The bizarre bit is that I also feel guilty about feeling ashamed of being a Hungarian.

The National Anthem declares us to be firmly rooted in our land, not being able to ever leave – we must live and die here, no matter what.

As long as I can remember I wanted to leave this place. The first time I visited another continent I wanted to stay there, but I returned because of my grandmother whom I loved so dearly, whom I thought I could not leave without. Later I moved to the States but eventually I found myself in Hungary again. Finally I managed to settle in the UK but only for a few years before I thought I must return to Hungary and do something good there, to give back in return for… what exactly?

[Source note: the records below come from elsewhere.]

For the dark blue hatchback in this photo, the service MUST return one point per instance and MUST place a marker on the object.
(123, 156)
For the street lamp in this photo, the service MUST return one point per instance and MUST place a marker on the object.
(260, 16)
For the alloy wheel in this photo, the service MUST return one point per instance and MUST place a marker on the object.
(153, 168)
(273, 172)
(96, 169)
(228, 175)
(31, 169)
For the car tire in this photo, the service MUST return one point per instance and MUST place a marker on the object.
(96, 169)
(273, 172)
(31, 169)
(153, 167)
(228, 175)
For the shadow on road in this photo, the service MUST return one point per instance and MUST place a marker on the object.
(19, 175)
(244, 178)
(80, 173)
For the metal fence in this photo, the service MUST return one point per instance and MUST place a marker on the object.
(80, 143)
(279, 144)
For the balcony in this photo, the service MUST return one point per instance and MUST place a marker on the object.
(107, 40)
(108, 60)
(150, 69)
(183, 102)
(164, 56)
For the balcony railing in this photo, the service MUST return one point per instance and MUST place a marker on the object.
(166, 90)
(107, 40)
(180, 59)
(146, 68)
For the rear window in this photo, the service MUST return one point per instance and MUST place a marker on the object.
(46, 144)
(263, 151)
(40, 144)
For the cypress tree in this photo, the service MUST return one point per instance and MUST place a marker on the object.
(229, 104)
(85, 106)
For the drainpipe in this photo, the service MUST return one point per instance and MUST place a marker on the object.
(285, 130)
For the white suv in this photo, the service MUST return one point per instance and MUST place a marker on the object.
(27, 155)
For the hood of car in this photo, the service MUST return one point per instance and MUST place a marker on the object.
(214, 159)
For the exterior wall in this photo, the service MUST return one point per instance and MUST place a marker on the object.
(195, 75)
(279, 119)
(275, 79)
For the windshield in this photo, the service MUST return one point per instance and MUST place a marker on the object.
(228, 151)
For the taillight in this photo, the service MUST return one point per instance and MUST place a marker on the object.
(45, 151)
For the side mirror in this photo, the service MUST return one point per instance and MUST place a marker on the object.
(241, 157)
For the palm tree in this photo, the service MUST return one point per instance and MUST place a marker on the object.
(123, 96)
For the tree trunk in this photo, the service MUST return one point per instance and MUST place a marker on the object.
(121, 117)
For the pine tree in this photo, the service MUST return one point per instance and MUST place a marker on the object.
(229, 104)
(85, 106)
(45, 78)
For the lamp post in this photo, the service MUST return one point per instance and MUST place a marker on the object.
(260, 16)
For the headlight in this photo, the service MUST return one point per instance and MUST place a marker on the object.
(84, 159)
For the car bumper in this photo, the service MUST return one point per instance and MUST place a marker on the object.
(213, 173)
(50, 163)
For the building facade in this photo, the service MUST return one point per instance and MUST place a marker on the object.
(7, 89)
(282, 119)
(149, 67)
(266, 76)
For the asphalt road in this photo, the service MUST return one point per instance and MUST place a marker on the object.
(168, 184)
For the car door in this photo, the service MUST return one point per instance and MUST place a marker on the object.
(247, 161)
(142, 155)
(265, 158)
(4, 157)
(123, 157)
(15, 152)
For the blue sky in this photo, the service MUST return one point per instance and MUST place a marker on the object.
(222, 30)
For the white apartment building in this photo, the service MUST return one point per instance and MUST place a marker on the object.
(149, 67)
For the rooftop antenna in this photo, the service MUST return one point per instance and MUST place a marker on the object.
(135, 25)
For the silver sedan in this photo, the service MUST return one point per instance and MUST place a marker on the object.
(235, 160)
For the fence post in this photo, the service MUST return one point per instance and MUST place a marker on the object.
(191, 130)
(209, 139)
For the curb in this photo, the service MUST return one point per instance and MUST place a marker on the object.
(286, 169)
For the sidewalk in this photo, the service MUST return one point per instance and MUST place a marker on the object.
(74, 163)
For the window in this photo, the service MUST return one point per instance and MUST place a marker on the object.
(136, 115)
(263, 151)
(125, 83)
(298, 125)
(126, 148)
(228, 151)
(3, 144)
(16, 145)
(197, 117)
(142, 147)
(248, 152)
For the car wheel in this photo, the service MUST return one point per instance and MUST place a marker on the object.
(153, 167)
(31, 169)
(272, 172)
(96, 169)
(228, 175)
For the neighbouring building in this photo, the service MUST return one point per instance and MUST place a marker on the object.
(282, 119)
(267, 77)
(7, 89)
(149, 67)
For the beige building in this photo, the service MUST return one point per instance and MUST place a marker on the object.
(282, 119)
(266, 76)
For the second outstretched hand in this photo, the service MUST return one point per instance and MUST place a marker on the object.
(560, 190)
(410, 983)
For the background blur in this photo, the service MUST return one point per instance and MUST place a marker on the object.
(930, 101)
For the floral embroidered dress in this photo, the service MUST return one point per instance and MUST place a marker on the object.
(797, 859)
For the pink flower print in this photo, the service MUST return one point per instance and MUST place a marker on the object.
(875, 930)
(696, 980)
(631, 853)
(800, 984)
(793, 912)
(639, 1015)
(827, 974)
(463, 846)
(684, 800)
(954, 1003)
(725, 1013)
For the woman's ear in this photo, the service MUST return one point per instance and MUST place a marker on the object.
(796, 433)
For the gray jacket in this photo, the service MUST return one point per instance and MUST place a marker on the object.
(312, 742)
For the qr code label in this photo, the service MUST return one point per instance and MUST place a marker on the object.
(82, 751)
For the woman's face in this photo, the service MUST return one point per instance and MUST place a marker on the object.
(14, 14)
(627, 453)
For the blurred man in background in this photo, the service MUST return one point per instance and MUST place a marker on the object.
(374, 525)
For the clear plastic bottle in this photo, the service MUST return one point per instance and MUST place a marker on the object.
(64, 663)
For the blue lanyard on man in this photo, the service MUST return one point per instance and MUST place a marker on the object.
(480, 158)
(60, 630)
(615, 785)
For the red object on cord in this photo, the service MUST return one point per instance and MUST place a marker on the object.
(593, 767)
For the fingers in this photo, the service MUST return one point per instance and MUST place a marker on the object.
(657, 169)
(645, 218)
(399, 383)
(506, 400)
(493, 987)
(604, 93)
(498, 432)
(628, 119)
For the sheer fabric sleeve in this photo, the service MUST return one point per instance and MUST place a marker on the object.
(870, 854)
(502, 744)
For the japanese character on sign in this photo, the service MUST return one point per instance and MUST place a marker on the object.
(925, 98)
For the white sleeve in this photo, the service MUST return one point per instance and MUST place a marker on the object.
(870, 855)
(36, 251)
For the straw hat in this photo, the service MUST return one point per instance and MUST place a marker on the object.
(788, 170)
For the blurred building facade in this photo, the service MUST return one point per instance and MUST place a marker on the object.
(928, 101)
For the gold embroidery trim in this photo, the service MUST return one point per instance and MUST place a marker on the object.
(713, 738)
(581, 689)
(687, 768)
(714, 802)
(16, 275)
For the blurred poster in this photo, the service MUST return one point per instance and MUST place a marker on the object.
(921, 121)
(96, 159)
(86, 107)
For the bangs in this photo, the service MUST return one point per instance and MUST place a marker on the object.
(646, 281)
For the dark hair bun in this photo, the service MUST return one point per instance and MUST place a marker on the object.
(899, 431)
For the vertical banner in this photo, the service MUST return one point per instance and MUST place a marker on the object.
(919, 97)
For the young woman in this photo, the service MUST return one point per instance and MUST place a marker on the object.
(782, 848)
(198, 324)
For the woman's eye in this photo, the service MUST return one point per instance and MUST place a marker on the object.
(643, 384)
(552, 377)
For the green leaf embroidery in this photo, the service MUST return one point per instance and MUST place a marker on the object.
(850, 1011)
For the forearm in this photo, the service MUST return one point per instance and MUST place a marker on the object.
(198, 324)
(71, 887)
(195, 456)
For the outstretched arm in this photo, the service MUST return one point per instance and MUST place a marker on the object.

Anyway, I figured that there must have been somebody in my family, I guess my grandma, who could not leave this place she always hated. In 1956, she planned her refuge with her best friend and her family. But she could not leave because she had a dying husband to take care of and two little children at that time when borders where open for a short while before closing for 3 decades. I think she has always blamed this place for her fate and a lifetime of misery and I can understand that. First she lost her mother who could not handle the growing fascism and doom then she lost her beloved husband who could not live with the socialist regime and finally she lost all she had ever owned to a totalitarian government.

She raised me.

She passed her hatred down to me.

All my life I wanted to leave here, but couldn’t.

All along the National Anthem has worked inside of me like an affirmation – ‘you must live and die here’. And so I became a wonderer who never settles, who is a homeless. I can’t live in Hungary but I can’t live anywhere else either because my conscience won’t allow me to do so.

However, what’s most disturbing is that hating a nation, I sort of belong to, means that there is a part of me I detest. There is a part of me I want to cut off like a dead limb though I can’t. So I am running in circles while hating myself, part of me anyway only because she is a Hungarian …

It is time to break the spell and find ‘home’, girl!